He turned and went up to the small adobe house where he had lived in solitary
contentment with his cat Compadre until Luck Lindsay seeking a cheap
headquarters for his free-lance company while he produced the big Western
picture which filled all his mind had taken calm and unheralded possession of
the ranch. Applehead did not resent the invasion; on the contrary he welcomed
it as a pleasant change in his monotonous existence. What he did resent was
the coming first of the little black dog that was no more than a tramp and
had no right on the ranch and that broke all the laws of decency and
gratitude by making the life of the big blue cat miserable. Also he resented
the uninvited arrival of Annie-Many-Ponies from the Sioux reservation in North
Dakota.

Annie-Many-Ponies had not only come uninvited--she had remained in defiance of
Luck's perturbed insistence that she should go back home. The Flying U boys
might overlook that fact because of her beauty but Applehead was not so
easily beguiled--especially when she proceeded to form a violent attachment to
the little black dog which she called Shunka Chistala in what Applehead
considered a brazen flaunting of her Indian blood and language Between the
mistress of Shunka Chistala and the master of the cat there could never be
anything more cordial than an armed truce. She had championed that ornery cur
in a way to make Applehead's blood boil. She had kept the dog in the house at
night which forced the cat to seek cold comfort elsewhere. She had pilfered
the choicest table scraps for the dog--and Compadre was a cat of fastidious
palate and grew thin on what coarse bits were condescendingly left for him.

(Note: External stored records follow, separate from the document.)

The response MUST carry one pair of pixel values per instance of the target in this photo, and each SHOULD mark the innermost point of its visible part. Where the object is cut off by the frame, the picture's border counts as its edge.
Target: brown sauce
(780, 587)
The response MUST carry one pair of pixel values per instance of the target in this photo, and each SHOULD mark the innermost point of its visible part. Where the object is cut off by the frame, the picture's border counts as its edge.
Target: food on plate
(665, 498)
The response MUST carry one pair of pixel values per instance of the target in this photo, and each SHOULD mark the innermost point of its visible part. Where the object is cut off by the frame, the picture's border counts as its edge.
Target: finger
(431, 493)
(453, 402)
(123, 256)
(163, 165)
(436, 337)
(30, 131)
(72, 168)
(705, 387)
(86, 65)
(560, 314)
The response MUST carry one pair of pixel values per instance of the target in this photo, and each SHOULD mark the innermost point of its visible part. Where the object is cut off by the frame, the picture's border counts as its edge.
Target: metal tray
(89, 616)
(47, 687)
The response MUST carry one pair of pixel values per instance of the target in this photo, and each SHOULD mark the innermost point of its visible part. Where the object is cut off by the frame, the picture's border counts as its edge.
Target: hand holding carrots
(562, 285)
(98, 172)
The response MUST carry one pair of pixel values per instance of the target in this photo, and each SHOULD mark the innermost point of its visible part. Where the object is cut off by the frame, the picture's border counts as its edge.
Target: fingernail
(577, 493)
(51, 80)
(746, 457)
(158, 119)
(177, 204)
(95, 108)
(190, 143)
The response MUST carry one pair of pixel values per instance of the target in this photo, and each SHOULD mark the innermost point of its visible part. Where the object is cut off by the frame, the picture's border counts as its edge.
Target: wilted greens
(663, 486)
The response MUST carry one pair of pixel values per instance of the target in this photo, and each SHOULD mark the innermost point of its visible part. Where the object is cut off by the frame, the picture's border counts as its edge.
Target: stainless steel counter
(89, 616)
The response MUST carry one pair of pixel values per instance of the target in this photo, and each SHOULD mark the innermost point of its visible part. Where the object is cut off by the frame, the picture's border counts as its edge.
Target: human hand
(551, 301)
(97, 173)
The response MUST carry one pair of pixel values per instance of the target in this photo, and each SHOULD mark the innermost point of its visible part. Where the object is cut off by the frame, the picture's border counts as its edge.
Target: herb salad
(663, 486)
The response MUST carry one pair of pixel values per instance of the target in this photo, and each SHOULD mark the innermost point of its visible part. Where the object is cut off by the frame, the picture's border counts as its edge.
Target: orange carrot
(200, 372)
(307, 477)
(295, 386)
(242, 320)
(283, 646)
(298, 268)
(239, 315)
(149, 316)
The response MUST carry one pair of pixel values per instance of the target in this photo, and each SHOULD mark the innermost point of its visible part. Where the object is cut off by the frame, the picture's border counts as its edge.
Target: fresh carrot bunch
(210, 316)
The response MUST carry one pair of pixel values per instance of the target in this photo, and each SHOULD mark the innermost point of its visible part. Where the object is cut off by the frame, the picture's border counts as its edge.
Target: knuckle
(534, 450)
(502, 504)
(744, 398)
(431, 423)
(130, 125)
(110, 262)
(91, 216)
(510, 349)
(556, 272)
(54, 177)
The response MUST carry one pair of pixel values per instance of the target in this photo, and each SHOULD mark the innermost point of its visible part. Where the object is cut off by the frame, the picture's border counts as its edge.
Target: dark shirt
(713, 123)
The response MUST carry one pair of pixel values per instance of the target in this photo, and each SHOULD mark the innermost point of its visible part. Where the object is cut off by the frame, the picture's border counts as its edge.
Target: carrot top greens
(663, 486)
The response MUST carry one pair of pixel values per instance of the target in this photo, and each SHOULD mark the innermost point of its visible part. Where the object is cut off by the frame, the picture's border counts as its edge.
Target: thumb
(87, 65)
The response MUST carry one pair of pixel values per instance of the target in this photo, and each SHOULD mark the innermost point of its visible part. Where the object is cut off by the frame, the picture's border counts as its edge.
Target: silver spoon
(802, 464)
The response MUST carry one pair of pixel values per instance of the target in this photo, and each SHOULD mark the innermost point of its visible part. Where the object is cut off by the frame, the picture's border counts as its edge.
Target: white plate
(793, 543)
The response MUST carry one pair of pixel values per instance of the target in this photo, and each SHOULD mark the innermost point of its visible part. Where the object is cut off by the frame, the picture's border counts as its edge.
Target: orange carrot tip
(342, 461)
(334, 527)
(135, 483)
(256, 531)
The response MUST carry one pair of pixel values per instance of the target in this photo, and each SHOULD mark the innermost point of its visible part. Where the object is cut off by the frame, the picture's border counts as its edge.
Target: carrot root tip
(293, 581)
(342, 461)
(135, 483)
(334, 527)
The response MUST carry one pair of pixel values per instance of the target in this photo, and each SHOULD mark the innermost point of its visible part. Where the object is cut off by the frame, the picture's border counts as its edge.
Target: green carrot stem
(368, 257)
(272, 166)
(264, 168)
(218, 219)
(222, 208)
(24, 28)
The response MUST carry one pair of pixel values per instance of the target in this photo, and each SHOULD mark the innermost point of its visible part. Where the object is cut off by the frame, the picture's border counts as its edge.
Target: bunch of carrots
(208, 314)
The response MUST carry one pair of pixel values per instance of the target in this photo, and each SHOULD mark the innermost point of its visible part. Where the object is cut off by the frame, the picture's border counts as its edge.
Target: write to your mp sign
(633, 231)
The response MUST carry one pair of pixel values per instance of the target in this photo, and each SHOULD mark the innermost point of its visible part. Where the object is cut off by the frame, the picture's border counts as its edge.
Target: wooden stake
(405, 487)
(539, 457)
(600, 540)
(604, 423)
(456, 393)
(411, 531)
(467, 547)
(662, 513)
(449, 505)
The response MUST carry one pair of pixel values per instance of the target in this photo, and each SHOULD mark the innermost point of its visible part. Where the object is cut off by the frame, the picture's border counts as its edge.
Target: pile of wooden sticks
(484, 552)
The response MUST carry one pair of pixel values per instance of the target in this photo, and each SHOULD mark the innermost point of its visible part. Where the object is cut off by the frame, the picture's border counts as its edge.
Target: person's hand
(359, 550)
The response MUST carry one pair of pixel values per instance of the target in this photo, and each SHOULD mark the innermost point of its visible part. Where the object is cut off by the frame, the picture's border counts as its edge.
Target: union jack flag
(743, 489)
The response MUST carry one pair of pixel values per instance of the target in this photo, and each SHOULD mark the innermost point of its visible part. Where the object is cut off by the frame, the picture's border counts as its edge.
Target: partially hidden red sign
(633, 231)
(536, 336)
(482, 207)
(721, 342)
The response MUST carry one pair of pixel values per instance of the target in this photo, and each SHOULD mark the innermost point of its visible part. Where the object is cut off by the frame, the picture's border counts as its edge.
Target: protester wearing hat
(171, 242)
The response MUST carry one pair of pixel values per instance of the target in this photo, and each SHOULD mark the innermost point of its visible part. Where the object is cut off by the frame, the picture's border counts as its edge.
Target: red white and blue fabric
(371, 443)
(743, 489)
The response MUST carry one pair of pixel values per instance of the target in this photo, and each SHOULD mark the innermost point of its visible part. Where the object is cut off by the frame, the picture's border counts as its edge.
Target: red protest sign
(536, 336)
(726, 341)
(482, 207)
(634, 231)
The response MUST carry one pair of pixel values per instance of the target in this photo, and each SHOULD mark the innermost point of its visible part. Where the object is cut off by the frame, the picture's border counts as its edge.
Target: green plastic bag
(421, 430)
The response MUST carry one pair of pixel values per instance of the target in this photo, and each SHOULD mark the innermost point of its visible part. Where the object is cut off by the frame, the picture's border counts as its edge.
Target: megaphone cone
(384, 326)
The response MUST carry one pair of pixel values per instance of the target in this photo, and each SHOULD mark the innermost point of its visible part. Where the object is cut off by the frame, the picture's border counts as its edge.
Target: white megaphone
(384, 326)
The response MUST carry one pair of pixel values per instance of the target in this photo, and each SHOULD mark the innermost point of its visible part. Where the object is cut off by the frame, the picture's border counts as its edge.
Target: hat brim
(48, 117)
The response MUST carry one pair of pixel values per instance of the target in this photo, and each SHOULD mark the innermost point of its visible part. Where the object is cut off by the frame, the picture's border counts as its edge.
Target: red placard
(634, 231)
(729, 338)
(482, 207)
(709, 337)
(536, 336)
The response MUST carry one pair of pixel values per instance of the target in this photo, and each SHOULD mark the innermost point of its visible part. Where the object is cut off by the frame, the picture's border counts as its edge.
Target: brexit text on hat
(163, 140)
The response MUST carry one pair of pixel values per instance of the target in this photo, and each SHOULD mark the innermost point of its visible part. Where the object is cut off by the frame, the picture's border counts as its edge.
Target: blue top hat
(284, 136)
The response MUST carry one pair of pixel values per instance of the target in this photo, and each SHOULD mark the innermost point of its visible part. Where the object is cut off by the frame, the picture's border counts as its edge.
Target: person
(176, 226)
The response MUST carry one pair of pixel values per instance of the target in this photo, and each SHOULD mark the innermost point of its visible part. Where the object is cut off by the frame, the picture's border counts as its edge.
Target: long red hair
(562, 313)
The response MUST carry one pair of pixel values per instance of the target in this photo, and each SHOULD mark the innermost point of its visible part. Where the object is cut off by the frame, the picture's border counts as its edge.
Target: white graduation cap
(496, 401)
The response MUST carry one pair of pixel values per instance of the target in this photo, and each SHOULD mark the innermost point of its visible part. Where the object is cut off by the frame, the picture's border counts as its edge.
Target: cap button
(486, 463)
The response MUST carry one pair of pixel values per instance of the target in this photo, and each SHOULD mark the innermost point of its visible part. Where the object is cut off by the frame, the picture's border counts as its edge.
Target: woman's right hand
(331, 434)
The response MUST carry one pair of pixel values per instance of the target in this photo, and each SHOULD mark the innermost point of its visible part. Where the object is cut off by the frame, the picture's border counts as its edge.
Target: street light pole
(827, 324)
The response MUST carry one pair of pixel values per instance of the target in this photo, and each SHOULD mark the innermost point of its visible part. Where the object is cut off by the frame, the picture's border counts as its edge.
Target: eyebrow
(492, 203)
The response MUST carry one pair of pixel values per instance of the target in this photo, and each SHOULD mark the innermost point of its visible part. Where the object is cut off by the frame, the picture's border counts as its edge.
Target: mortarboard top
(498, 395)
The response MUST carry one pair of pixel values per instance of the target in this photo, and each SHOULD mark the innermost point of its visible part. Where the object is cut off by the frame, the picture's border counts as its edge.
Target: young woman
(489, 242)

Applehead had not approved of Luck's final consent that Annie-Many-Ponies
should stay and play the Indian girl in his big picture. In the mind of
Applehead there lurked a grudge that found all the more room to grow because
of the natural bigness and generosity of his nature. It irked him to see her
going her calm way with that proud uptilt to her shapely head and that little
inscruable smile when she caught the meaning of his grumbling hints.

Applehead was easy-going to a fault in most things but his dislike had grown
in Luck's absence to the point where he considered himself aggrieved whenever
Annie-Many-Ponies saddled the horse which had been tacitly set aside for her
use and rode off into the mesa without a word of explanation or excuse.
Applehead reminded the boys that she had not acted like that when luck was
home. She had stayed on the ranch where she belonged except once or twice on
particularly fine days when she had meekly asked "Wagalexa Conka" as she
persisted in calling Luck for permission to go for a ride.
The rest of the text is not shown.